Self worth. How much do I mean to me? How much do I mean to other people...? Am I worth sticking around for? Am I good enough to try for? Do I mkae me happy? Can I make someone else want to live? Can I make myself want to live?
Am I second best?
Am I the safety mat? Am I too nice? Am I too mean?
Am I ugly? Am I good enough? Am I good enough?
Tomorrow hurts my head.
I don't know if any of my friends have the patience...I don't know if I'm good enough to stick around for. Like I have to send out reminders...like I'm trying too hard and not doing enough. Not enough.

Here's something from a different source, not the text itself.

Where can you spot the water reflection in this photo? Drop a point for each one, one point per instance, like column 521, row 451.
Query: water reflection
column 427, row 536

My family really needs a miracle right now. We're so in debt, it's ridiculous. We have a tank of gas and when that's gone I don't know...I have about fifteen dollars. I gave my mom my paycheck so that we wouldn't be in the red anymore in one of her bank accounts. In the shop bank account we're still in the red.

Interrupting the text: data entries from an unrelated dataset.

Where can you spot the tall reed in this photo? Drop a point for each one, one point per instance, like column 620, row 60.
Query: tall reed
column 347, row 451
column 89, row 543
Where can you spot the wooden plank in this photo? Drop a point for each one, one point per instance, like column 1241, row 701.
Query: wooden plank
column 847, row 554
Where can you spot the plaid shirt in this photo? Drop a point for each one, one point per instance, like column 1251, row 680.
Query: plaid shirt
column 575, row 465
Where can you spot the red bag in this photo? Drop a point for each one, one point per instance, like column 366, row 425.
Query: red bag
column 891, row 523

When I think about money problems I feel so out of control. I want to do drastic things.
I want to be back in control without handouts or anymore loans. I have dangerous ways of "taking control". So I stay in this limbo in between loss of control and helplessness.

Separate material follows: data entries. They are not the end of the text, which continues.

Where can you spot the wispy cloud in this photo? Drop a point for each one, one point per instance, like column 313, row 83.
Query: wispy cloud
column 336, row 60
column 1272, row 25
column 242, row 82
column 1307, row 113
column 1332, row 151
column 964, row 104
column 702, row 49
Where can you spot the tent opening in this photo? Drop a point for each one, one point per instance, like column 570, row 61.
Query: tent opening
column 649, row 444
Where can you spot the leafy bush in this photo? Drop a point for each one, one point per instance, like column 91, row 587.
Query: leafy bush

I don't want anyone to know what I think about myself when I look in the mirror.
I don't want anyone to know what is always screaming in my mind, and I don't want anyone to know about money stuff. It's embarassing. Pity is embarassing. I'm embarassed of myself, everything about me.
I'm embarassed that I'm so upset and stiff and hurt right now. I hate people right now. I just hate the way things are working out. I miss all my friends who leave me. And I feel like things are beyond unfair right now.
I have these fantasies about getting back what's gone. I'd have to start all over. I'd have to miss out on a lot to gain back what's been gone. There's no even trade off here.
I want to cover myself in tattoos or clothing and close my eyes and feel beautiful.
I want to feel security. But my mom says security is purely fictional.